To be as safe as possible when riding, here are 8 rules of the road every cyclist should know:
- Be visible
This is the single most important thing every cyclist can do. Cyclists are known to wear loud colored Spandex to make them visible and not to make a fashion statement. This is the best way to ensure motorists can notice them on the roadway.
- Behave like a car on the road
It is both dangerous and unwise to take liberties with your bicycle, ignore traffic lights and switch carelessly between the road and crosswalks. Cyclists are adjured by law to follow all the rules that apply to cars. And if you are unjustly treated by any motorist, a personal injury attorney in Jupiter can help fight your course.
- Never Ride Against Traffic
Obey all traffic rules. Many drivers are not alert for a bicycle riding toward a car and are even less alert to cyclists on the road. You may be requiring an accident attorney if you fail to adhere to this rule.
- Be predictable
When riding on a road, stay as far to the right as safely possible. Especially when there is no bike lane, ensure to ride predictably and avoid swerving around objects. Try to maintain as straight a line as possible when riding. This will help oncoming vehicles to know what to expect.

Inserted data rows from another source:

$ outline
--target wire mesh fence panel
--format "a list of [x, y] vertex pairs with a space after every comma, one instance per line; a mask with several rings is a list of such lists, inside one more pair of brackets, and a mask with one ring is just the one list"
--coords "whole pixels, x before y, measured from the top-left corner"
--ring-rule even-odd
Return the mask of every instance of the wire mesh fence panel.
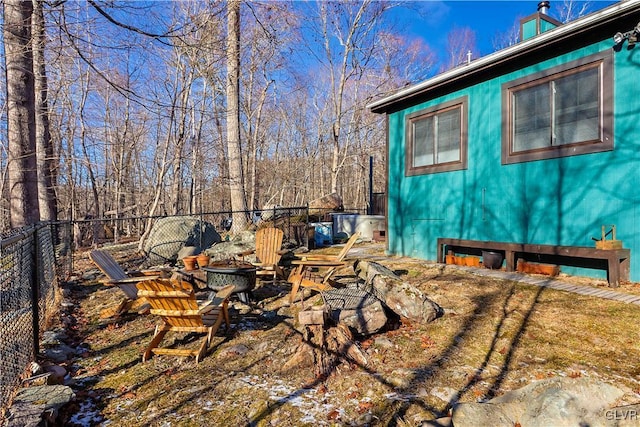
[[40, 224], [0, 242], [0, 415], [38, 352], [38, 335], [57, 312], [58, 227]]
[[47, 224], [39, 227], [36, 232], [36, 264], [38, 268], [38, 326], [39, 331], [45, 330], [48, 326], [49, 318], [57, 311], [56, 290], [57, 267], [55, 256], [56, 225]]
[[32, 278], [35, 228], [4, 236], [0, 262], [0, 410], [34, 359]]

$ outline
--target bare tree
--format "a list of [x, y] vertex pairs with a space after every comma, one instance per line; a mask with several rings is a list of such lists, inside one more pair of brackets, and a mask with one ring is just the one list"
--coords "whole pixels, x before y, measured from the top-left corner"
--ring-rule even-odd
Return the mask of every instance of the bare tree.
[[230, 0], [227, 8], [227, 153], [233, 230], [238, 231], [248, 221], [240, 146], [240, 0]]
[[447, 60], [442, 71], [466, 64], [480, 56], [476, 46], [476, 33], [469, 27], [453, 27], [447, 33]]
[[558, 21], [566, 24], [574, 19], [588, 14], [593, 7], [590, 1], [563, 0], [558, 6], [556, 16]]
[[54, 150], [49, 130], [48, 85], [45, 67], [45, 26], [43, 1], [33, 0], [33, 68], [36, 103], [36, 159], [40, 219], [55, 221], [58, 202], [55, 192]]
[[30, 1], [4, 1], [8, 178], [11, 226], [40, 220], [35, 138], [35, 83]]

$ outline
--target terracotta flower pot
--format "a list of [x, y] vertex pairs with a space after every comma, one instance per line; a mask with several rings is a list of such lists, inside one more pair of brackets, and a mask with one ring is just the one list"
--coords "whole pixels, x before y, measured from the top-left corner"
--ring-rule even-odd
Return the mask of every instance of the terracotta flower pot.
[[198, 265], [198, 257], [197, 256], [188, 256], [182, 258], [182, 262], [184, 263], [184, 269], [187, 271], [195, 270]]
[[198, 265], [200, 266], [200, 268], [208, 266], [210, 259], [211, 259], [211, 257], [209, 255], [206, 255], [206, 254], [198, 255], [197, 260], [198, 260]]

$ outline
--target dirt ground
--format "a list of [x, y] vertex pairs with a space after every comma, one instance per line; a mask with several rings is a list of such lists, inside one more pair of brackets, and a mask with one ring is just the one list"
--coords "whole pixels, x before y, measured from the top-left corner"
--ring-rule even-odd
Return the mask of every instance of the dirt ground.
[[[251, 307], [235, 302], [231, 330], [219, 331], [199, 364], [169, 356], [143, 363], [158, 319], [101, 319], [122, 295], [78, 260], [78, 280], [63, 284], [73, 304], [60, 316], [79, 349], [65, 365], [77, 396], [65, 425], [415, 426], [446, 416], [456, 402], [488, 400], [554, 376], [607, 381], [626, 391], [621, 404], [640, 402], [639, 306], [385, 257], [380, 244], [356, 245], [352, 254], [375, 256], [445, 314], [429, 324], [400, 319], [358, 338], [366, 365], [343, 360], [320, 378], [304, 364], [284, 368], [302, 341], [301, 304], [286, 304], [286, 283], [259, 283]], [[640, 294], [640, 287], [620, 291]], [[305, 306], [320, 301], [307, 297]], [[180, 338], [190, 344], [191, 337]]]

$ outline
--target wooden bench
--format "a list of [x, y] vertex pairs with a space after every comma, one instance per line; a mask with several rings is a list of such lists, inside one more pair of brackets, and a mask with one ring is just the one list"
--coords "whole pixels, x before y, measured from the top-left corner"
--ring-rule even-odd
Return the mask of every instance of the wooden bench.
[[444, 263], [445, 255], [449, 251], [480, 254], [483, 250], [503, 253], [507, 271], [515, 271], [518, 259], [524, 259], [606, 270], [609, 286], [614, 288], [620, 286], [621, 281], [629, 280], [631, 258], [629, 249], [596, 249], [587, 246], [554, 246], [439, 238], [437, 261]]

- Always perform safety checks
It is recommended to carry out a 2-minute safety check on your bike before every ride. Check your headset, your brakes, and the skewers that hold your tires in place (i.e. your quick releases). Ask your local bike shop to explain to you if you are unsure of what to listen for.
- Avoid Riding on the Sidewalk
Riding bikes on sidewalks can cause agitation and congestion because they are constructed for pedestrians. So sensitize motorists to sharing the road by getting your bike on the road
- Avoid talking on a cell phone
While cycling, you should not talk on a cell phone. It is difficult to cycle vigilantly and defensively when you are talking on a cell phone, no matter how good you may be. Remember not all motorists know how to share the road with cyclists.
- Wear a Helmet and Other Safety Gear
Despite a cyclist’s best efforts, accidents can and do happen. Another good way to protect yourself is to wear a helmet and other safety gear.
If you happen to get involved in an accident with your bike, a personal injury attorney in Elevate Law can help you.